“gün olur, başıma kadar mavi; gün olur başıma kadar güneş; gün olur, deli gibi…”
Türk şiirini değiştirenlerin başında gelir Orhan Veli Kanık.
Bütün eleştirmenler bu konuda birleşmiştir.
Cemal Süreya ifadesiyle; ”Şiire kasket giydiren, sivilleştirendir.”
Ataol Behramoğlu da Orhan Veli için şunları yazmıştır;
“Yahya Kemal’in ‘bir dilin yalnız kendine özgü, süssüz, tabii, samimi, yalın ifade özellikleri vardır’ ifadesi, sanki Orhan Veli’nin şiirleri için söylenmiş gibidir.

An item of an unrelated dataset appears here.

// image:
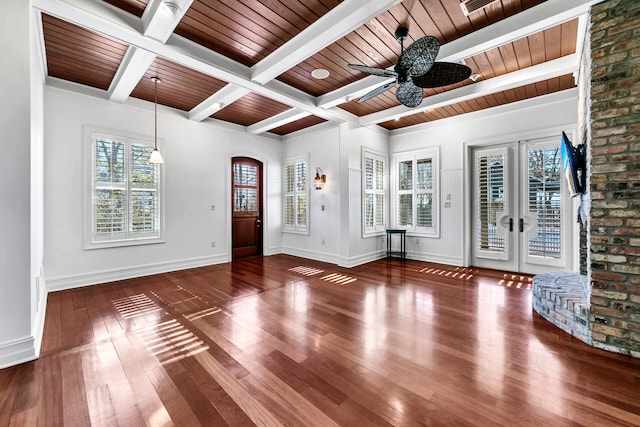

Simgeden, metafordan, süsten, yapmacıktan, böylesine uzak, konuşma dilinden yola çıkarak onu yeniden üretebilen, aynı zamanda hem halksal hem modern olabilen bu gösterişsiz ve büyük şairden günümüzün genç şairleri çok şey öğrenebilir.”
xxxx
69 yıl önce Budapeşte Radyosu’na konuk olan "Dünya Şairimiz"
Nâzım Hikmet,
6 şiirini okur peş peşe Kanık’ın.
Ardından da ekler;
“Bavulumda kitaplarını taşırım.
Ne güzel Türkçesi.
Doyum olmuyor ki.
Orhan Veli bizim en güzel şairlerimizden biri.
Çok genç öldü, yazık oldu. Ama o ölümsüz!”
Orhan Veli ki,
Nâzım’ın Bursa Zindanı’nda açlık grevine başladığında
(8 Nisan 1950’de)
ona destek için Melih Cevdet ve Oktay Rifat ile açlık grevine de gidendir.
(Orhan Veli, ”Garip” akımının da öncüsüdür; Melih Cevdet ve Oktay Rifat ile.
Üç şairimiz daha yirmili yaşlarda sarsmıştır eskiyi, şiire yeni bir anlayış getirmiştir.)
xxxx
"Kadim Dostu"
Melih Cevdet bakın onu nasıl anlatır “Akan Zaman Duran Zaman”da;
“Şiir, edebiyat yüzünden arkadaş olduk, adeta bütünleştik.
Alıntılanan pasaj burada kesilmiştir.